Chipmaker Nvidia (NASDAQ: NVDA) is now worth $3.4trn. Nvidia stock is up 1,797% over the past five years.
Yes, you read that correctly. 1,797%.
So someone putting £20k into the (already well-established) tech firm in February 2020 would now be sitting on a holding worth just shy of £380k.
Given such a run, it could seem that Nvidia is headed for a fall – and maybe it is.
But, in fact, there are also reasons to be bullish about where it might go from here.
Here are a couple of reasons I think Nvidia stock could soar in price from today’s level over the next few years.
Unique position in high-growth market
The key reason behind the recent massive price growth has been investor excitement about artificial intelligence. Companies are already spending billions of pounds buying chips to help them optimise AI opportunities.
Warren Buffett likes companies to have a ‘moat’ or competitive advantage. Nvidia has a lot of proprietary technology that helps set its chips apart from rivals.
It may be that, after a burst of initial AI-related spending, the chip market cools down and Nvidia’s sales fall. Then again, recent activity could just be the start of something much bigger.
So I think Nvidia could benefit from having a unique position in a large, fast-growing market.

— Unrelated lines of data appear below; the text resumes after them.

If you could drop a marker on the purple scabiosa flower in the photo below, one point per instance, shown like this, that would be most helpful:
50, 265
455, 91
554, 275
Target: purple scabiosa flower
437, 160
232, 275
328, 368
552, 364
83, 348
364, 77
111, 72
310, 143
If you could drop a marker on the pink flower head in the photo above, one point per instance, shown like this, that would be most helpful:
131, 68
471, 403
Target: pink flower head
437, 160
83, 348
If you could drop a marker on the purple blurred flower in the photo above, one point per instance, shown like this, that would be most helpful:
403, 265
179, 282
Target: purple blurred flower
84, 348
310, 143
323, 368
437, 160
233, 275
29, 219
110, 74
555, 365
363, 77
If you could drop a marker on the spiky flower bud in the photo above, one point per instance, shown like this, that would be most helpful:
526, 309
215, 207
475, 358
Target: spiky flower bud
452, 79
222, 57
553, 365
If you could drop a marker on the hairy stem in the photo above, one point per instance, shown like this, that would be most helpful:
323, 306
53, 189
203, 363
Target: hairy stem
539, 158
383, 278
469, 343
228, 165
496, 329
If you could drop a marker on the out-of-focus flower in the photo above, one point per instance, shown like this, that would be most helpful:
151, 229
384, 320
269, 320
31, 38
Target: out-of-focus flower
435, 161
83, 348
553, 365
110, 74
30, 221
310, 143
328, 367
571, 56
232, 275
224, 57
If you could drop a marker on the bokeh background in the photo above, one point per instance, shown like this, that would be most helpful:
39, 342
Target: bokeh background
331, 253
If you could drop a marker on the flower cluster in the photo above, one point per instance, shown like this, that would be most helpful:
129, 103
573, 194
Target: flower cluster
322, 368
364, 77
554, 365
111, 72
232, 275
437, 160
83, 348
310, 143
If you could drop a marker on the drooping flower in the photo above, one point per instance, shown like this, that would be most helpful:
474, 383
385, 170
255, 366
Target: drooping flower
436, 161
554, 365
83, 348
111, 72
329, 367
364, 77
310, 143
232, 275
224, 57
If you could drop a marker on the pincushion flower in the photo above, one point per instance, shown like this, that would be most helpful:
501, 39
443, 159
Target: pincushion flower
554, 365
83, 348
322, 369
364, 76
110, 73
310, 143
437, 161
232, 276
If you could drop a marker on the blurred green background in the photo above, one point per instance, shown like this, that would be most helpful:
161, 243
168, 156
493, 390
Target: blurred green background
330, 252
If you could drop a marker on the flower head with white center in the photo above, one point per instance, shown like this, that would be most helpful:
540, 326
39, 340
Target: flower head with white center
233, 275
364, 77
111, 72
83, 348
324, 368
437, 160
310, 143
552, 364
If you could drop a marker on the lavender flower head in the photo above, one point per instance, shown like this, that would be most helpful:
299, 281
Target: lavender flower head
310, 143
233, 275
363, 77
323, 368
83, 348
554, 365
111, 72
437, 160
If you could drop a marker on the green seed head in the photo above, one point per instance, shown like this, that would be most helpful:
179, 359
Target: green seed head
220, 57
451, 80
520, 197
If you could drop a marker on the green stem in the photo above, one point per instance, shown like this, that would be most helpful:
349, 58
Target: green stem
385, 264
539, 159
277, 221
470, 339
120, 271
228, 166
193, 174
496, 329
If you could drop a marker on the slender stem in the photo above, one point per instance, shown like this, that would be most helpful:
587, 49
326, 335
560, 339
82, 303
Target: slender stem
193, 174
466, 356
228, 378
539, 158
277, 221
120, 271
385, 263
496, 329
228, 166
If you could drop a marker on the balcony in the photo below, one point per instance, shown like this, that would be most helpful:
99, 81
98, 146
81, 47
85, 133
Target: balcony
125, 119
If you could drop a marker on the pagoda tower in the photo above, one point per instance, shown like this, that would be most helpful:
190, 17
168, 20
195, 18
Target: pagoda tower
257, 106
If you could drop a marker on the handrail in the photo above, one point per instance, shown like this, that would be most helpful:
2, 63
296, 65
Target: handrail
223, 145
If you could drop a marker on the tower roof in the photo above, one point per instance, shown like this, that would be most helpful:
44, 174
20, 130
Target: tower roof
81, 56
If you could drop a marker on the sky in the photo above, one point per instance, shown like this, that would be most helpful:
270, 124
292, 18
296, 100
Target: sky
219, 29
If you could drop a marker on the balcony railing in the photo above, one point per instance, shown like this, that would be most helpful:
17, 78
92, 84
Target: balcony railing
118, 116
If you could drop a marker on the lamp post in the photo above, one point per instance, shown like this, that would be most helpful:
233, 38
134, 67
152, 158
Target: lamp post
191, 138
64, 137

In its most recent quarterly sales update, the company’s chief executive said, “the age of AI is in full steam, propelling a global shift to NVIDIA computing”.
That makes it sound as if sales could potentially keep surging.
Profits could grow even faster thanks to economies of scale and the company’s pricing power. The third quarter, for example, saw year-on-year revenue growth of 94% but net income grew 109%.
If such heady growth continues – sales almost doubled in just 12 months — the investment case will grow and Nvidia stock could rise.
Nvidia arguably still has an attractive valuation
Despite its meteoric rise over the past five years, I think there is an argument to be made that Nvidia stock is attractively priced.
Its price-to-earnings (P/E) ratio at the moment is 55. That is high and indeed the valuation is the reason I currently have no plans to invest in the company, as I think it offers me insufficient margin of safety as an investor.
That said, although the P/E ratio is notably higher than some leading tech stocks, it is cheaper than some.
Tesla’s P/E ratio of 174 is over three times Nvidia’s, despite weaker business growth prospects based on last year’s performance. Meanwhile, some companies using AI substantially are far costlier. Palantir has a P/E ratio of 661.
If Nvidia can grow its earnings strongly – and as I explained above, I believe it can – the prospective P/E ratio is much lower than today’s 55. So if the market keeps the valuation roughly close to where it is now, higher earnings could mean a jump in the share price.